Easing Quality Assurance

“Metris laser scanning is very effective in evaluating the geometric quality of the entire sand core parts,” says Frank Jeltsch, metrology technician at Volkswagen in Hanover, Germany. “The sand grain surface makes it difficult to perform reliable touch probe measurements. Therefore, noncontact Metris technology is ideally suited to support efficient and accurate quality control on sand core structures.”

The Metris laser scanner offers measurement accuracy of approximately 20 microns, far beyond the 200-micron diameter of a sand grain.

“This digital graphic approach enables us to really capture the texture of the sand core surface and detect the slightest degree of wear to the tool that forms the sand cores,” says Jeltsch. “Now we literally see the entire shape of the part, and with part-to-CAD comparison we are able to drill down to consistently trace local geometric surface imperfections. This kind of quality assurance is an important asset in maintaining high-quality manufacturing of sand core and aluminum parts.”

Besides offering a more comprehensive level of geometric quality assurance, the Metris laser scanner has made quality assurance more efficient. The tactile inspection process previously used delivered satisfactory results only after much work. Tactile measurements only provided geometric information for selected inspection locations, as the touch probe was unable to access all areas. Based on this partial information, serious effort was required to numerically detect surface imperfections.

Improving Production Methodology

Laser scanning also helped to establish improved sand core production methodology. After deploying Metris laser scanning, Volkswagen quality assurance engineers identified slight bending in sand core structures that produce engine water jackets.
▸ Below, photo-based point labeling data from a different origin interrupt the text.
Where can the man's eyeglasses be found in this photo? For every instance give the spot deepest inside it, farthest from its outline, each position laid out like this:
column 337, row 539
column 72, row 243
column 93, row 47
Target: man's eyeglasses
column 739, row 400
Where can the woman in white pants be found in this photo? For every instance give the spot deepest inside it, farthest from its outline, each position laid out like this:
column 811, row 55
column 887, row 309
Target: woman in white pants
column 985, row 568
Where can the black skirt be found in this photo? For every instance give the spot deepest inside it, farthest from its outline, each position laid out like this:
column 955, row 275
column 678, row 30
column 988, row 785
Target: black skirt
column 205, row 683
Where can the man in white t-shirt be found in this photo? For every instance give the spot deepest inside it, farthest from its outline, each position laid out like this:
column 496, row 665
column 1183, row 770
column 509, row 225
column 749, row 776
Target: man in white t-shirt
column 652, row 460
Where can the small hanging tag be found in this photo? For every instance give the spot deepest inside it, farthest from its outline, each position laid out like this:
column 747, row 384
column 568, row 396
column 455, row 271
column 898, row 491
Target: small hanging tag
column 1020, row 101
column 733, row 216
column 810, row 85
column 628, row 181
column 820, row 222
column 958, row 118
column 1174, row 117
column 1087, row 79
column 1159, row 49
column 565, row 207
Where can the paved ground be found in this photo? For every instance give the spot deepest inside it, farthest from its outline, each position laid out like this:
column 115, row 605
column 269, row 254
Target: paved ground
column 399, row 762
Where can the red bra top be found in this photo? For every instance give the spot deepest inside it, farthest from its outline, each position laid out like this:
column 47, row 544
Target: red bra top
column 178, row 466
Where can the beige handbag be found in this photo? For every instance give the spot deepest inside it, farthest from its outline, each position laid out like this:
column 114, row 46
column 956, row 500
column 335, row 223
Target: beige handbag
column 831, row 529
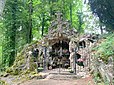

Further investigation revealed that water jacket sand cores had the tendency to bend slightly during sand core production.

“Laser scanning results were indispensible in tracing the bending,” says Jeltsch. “And during the evaluation of potential solutions to overcome the bending, laser scanning helped us pick the solution that yielded the best results.”

The process change resulted in accurate and straight engine water jacket sand core units. “In this way, sand core prototype geometry can be optimized on the sand core level rather than on aluminum parts produced on the basis of sand cores,” says Jeltsch. “During a longer period, this avoids iteration cycles during the aluminum casting stage, translating into reduced machining scrap as well as considerable savings in terms of cost, time and effort.”

Metris
(810) 220-4360
www.metris.com

Benefits

The Metris LC50 laser stripe scanner affords Volkswagen complete inspection to reporting in about 30 minutes for most free-form parts.

Graphic geometric deviations help Volkswagen evaluate the quality of the entire sand core surface, providing consistent monitoring of sand core production equipment.

In addition, the laser scanner helped Volkswagen to establish improved sand core production methodology.